Вы здесь
Совершенно нормальная жизнь немцев при диктатуре. А потом была катастрофа
«Могут ли люди при диктатуре счастливо лежать на пляже? Влюбившись, шататься по улицам, ходить в кино или в кафе? Могут ли они расслабленно танцевать, смеяться и быть довольными, играть в футбол и ездить в отпуск, собираться завести семью и строить планы на будущее?». Так начинается книга историка Тильмана Бендиковски «Гитлеровская погода», имеющая примечательный подзаголовок: «Совершенно нормальная жизнь немцев при диктатуре: немцы и Третий Рейх 1938/39».
На огромном фактическом материале, используя сотни источников, среди которых газеты, журналы, дневники, речи, письма, доклады, донесения спецслужб, Бендиковски подробно рассказывает, как жили немцы в последние месяцы перед началом Второй мировой войны и в первые её месяцы.
Во время, которое мы, их потомки, называем ужасным и ненормальным, они жили своей обычной и для них нормальной жизнью, ходили на работу, воспитывали детей, молились в церквах, слушали радио, мечтали о новой квартире и машине. Оптика не совпадает: мы, глядящие снаружи, видим невыносимый кошмар их жизни с арестами и казнями инакомыслящих, травлей евреев, концлагерями, а они, глядящие изнутри, всё это видят по-другому, спокойнее, привычнее, равнодушнее. Кажется, их это касается меньше, чем нас.
А ведь правда: им надо жить. Народ состоит не из политических аналитиков, а из самых обыкновенных людей — учителей, врачей, рабочих, безработных, продавцов, бизнесменов, крестьян, учеников школ, а также счастливых обладателей машин и водительских прав, которых в Германии 1939 года 1,7 миллиона. Все эти люди живут трудной жизнью в бедной стране, которая ещё не пришла в себя после экономического кризиса. Но перемены в её жизни за последние шесть лет очевидны.
Национал-социализм в книге Тильмана Бендиковски предстаёт не как неожиданное наваждение, неизвестно откуда свалившееся на немцев. Он показывает национал-социализм как уклад жизни, как организацию быта, как силу, ведущую страну к заявленным целям.
Все классы общества, все профессиональные группы и религиозные конфессии принимают национал-социализм как путь Германии к возрождению. И даже те, кто по своему призванию и своей профессии должны ставить человека и помощь ему выше всего остального, отказываются от этого в пользу коричневой идеологии и слепой веры.
Немецкие врачи с сознанием ответственности за порученное им дело вступают на путь, ведущий к убийствам душевнобольных и инвалидов в специальных заведениях. Немецкие епископы боготворят Гитлера как посланного Германии свыше судьбой и небом. И даже маленькая девочка шлёт фюреру трогательное письмо, шоколад и всем сердцем молится за него.
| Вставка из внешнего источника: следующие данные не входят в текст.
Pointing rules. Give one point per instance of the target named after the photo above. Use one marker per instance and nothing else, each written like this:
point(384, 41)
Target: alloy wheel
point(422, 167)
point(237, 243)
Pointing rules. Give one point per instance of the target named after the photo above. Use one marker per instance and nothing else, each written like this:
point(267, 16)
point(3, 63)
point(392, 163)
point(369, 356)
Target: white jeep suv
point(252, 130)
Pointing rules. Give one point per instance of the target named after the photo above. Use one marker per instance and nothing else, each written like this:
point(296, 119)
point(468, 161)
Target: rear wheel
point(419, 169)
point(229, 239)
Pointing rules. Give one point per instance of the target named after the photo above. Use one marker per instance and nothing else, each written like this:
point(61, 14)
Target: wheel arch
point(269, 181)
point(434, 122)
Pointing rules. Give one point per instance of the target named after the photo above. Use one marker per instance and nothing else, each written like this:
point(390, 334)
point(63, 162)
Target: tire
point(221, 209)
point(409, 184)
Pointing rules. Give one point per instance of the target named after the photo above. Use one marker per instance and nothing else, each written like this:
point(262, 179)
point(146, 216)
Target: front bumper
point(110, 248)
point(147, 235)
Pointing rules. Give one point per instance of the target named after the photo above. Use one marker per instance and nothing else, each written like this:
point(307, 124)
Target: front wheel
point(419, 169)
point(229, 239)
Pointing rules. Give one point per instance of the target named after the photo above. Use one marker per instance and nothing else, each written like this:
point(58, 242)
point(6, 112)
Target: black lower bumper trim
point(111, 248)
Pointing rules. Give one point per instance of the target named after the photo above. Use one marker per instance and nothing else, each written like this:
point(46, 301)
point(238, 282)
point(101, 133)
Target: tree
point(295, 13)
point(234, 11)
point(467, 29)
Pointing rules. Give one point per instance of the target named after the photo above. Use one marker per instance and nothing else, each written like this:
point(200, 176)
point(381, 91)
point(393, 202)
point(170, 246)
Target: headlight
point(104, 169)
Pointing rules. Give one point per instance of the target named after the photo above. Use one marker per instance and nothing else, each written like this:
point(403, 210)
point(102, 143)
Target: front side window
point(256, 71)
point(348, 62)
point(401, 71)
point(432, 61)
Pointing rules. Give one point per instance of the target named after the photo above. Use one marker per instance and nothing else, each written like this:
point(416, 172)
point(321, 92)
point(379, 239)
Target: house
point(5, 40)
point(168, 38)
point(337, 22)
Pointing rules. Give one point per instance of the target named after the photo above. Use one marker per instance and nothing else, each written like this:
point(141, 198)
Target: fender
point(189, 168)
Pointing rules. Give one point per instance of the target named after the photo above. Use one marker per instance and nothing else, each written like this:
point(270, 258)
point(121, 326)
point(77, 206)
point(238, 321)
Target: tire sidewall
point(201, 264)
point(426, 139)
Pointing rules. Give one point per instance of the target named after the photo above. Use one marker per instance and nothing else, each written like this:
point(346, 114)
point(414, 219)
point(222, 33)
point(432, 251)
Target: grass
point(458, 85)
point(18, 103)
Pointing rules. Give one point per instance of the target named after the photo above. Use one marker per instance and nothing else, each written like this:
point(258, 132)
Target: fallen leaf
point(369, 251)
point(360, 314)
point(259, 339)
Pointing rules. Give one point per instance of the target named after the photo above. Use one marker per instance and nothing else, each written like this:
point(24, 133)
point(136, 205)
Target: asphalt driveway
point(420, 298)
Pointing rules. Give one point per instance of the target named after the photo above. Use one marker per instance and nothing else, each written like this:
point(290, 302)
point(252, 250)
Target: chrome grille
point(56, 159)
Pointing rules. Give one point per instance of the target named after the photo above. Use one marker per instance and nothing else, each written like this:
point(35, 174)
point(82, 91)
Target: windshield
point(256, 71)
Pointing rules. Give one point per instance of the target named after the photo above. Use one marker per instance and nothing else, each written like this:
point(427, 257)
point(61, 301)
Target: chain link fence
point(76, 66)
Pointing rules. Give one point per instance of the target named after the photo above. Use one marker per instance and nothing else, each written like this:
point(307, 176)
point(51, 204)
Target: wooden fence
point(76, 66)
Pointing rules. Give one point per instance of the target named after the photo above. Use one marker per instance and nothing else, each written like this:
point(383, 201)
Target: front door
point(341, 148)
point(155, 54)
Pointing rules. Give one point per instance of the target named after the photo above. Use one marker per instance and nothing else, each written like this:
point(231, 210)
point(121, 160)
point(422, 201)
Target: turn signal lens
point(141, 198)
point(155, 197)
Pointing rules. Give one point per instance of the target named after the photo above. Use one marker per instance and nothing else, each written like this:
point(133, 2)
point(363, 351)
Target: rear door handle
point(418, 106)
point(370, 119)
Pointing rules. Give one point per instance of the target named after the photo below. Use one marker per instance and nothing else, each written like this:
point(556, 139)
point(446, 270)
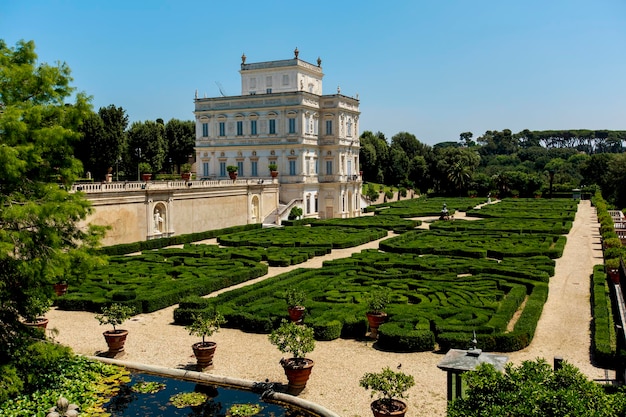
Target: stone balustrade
point(117, 187)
«Гитлер это Германия и Германия это Гитлер» (пишет Hamburger Neueste Zeitung). Это пропаганда, но это и реальность мыслей и чувств немцев 1939 года. В Берлине люди часами стоят на улице, чтобы на несколько минут увидеть фюрера на балконе. Люди скандируют, призывая его выйти к ним. «Никого не заставляют в этот день браться за перо и славить его как спасителя Германии». Люди делают это сами, в восторженных стихотворениях, в газетных статьях и в славословиях, публикуемых в протестантской прессе: «Adolf Hitler, du Glaubender, du Liebender, du Schauender, du Wollender…»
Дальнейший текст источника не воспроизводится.